Seamanship Quotation

“In political activity, then, men sail a boundless and bottomless sea; there is neither harbour for shelter nor floor for anchorage, neither starting-place nor appointed destination.”
— from Michael Oakeshott's
Political Education” (1951)

Wednesday, December 8, 2010

Wikileaks and spinning America

Along with the Ground Zero mosque and Glenn Beck’s righteous march on Washington, Wikileaks offers fantasists a fresh chance to unfurl their gaudiest ideas about America.
On the right, Charles Krauthammer, Sarah Palin, and Newt Gingrich are irresistible; it’s like watching a train of high explosives heading for no-man’s land. The US administration, they complain, is playing things down. Hell, they haven’t even hinted that they’d like to kill someone. Espionage and treason have consequences. “This is a country where a good prosecutor can indict a ham sandwich,” Krauthammer boasts. With a wistful reference to the tactics of the KGB, he concluded, “. . . it would be nice if people like Assange were made to worry every time they go out in the rain.”
He made no reference to the US army private who has been arrested and who actually leaked the documents. Also, he didn’t bother to explain what should be done about the distinguished newspapers that published the stuff. It appears that neo-cons believe that the Johns should go free.
Knowing that Obama is a bit vain about the rule of law, his critics know they have a stationary target. They’ll cast him as Jimmy Carter and prey that he dawns Carter’s sad severe mantle in the 2012 campaign. It is of no concern to them that America’s critics feast on their violent rhetoric. Hard power is the only power that seems to arouse them.
The more pervasive and disappointing response, however, comes from the left. Two century-old liberal institutions—The Globe and Mail in Canada and the Guardian in London—ran columns of unctuous contempt for the United States. The leaks read like a sick diary of a deranged, flailing bully.
Judith Timson in The Globe assumes a bored air in complaining about the seeming triviality of much of what was reported. That a few of the leaders who were exposed might react brutally, whether the sources were witty or not, doesn’t seem to prick her concern as a reporter who once had sources to protect. More significantly, she appropriates Hannah Arendt’s haunting description of the Holocaust, with the complaint—“talk about the banality of evil.” Diplomacy isn’t for saints or those who need their own by-lines. The diplomats and soldiers outed by Wikileaks, however, are not doing the work of the devil. (It was an heir to the British Crown, not an American diplomat, who wore an SS uniform for fun.)
Seumas Milne in the Guardian wholeheartedly upholds the motives of Wikileaks: shrink the American empire’s influence, reputation, friendships, and ability to act globally. America is not merely the most influential liberal market economy in the world. It operates an “overstretched imperial system” that has arrogated onto itself the role of world leader and police officer. The leaks reveal that the “empire” is beginning to flounder as “independent regional powers” such as China start to make their global presence felt. Click on: http://www.guardian.co.uk/commentisfree/2010/dec/01/wikileaks-embassy-cables-us-global-power
Milne skips over the heart of the American machine: an unruly, largely amateurish electoral democracy that settles in church basements and town halls, as well as in boardrooms—exactly who will make the big and the smallest decisions in Washington. (Within the week, the Guardian will run another story about an American leviathan that can’t govern itself, let alone its puniest allies.) 
On good days, the US is a force for stability and organized progress—an ancient liberal Anglo-American dream. Assange, however, is an anarchist. And for a well-fed anarchist, weakening and shrinking the US internationally is the biggest prize of all. But surely that cannot be the biggest prize of all for a liberal of any stripe. Certainly not in a world in which at least three of the rising “independent regional powers” are aggrieved authoritarian machines that see the machinery of state as their clique’s trough or God’s handmaiden.

1 comment:

  1. Wikileaks is Change Obama cannot imagine, but we need to have global leadership based on transparency.

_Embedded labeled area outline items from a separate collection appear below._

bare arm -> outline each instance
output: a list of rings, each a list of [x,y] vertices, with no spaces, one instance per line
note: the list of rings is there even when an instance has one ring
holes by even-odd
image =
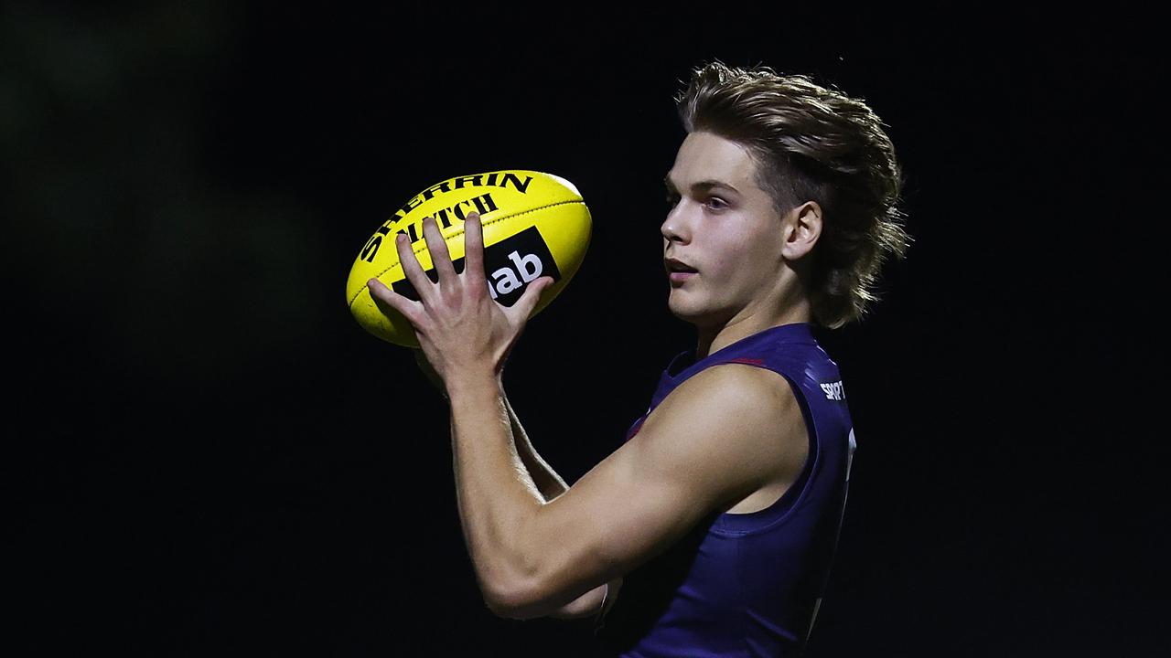
[[[443,382],[436,375],[431,364],[423,356],[423,350],[413,350],[415,361],[418,363],[419,369],[427,379],[439,390],[440,393],[446,397],[446,391],[444,390]],[[548,462],[546,462],[536,450],[533,448],[532,441],[528,439],[528,434],[525,433],[525,429],[520,424],[520,419],[516,418],[516,412],[513,410],[512,403],[505,397],[505,405],[508,409],[508,419],[512,424],[513,440],[516,446],[516,452],[525,464],[525,469],[528,471],[529,477],[533,479],[533,484],[536,485],[537,491],[541,492],[541,496],[545,502],[549,502],[553,499],[560,496],[569,489],[564,479],[561,478],[554,471]],[[603,612],[603,604],[605,610],[609,610],[614,605],[614,601],[617,596],[618,588],[622,584],[622,578],[611,581],[602,587],[595,588],[576,599],[567,603],[566,605],[549,612],[550,617],[559,619],[576,619],[580,617],[589,617],[596,614]]]
[[[545,501],[549,502],[559,495],[566,493],[569,486],[566,481],[557,475],[537,452],[533,448],[533,444],[528,440],[528,434],[525,433],[525,429],[521,427],[520,419],[516,418],[516,412],[513,411],[512,403],[505,397],[505,405],[508,407],[508,418],[512,421],[513,439],[516,444],[516,452],[520,454],[521,461],[525,464],[525,468],[528,471],[530,478],[533,478],[533,484],[540,489],[541,495],[545,496]],[[603,611],[603,603],[605,609],[609,610],[614,605],[614,601],[617,597],[618,588],[622,585],[622,578],[611,581],[602,587],[594,588],[593,590],[581,595],[576,599],[562,605],[561,608],[549,612],[549,617],[555,617],[559,619],[576,619],[580,617],[590,617]]]

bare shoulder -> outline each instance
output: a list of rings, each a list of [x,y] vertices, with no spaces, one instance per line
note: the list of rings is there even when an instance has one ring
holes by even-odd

    We NEED proper steering mechanism to survive the global society we created with technology. Transparency/involvement is needed. It's urgent, at this moment our society has an obsolete 200 years old steering mechanism. How can a few wise leaders understand these complex global issues pending ?

    Would we have gone to Iraq over Weapons of mass destruction is we were part of the diplomatic cable discussion ?
    Better of with more transparency ? Credit Crises / Cable gate shows governments are not so much in control of the global society. Wasn't it work of the press to tell us the truth ?

    Can the government be specific what is so threatening, because NO ONE DIED by the cables released. People did die because the same amount of money did go to Foreign Affair as to public health care.

    At least the cork out of the bottle. If democracy fails, the only solution is MORE democracy!. Fill the streets and discuss where the press fails.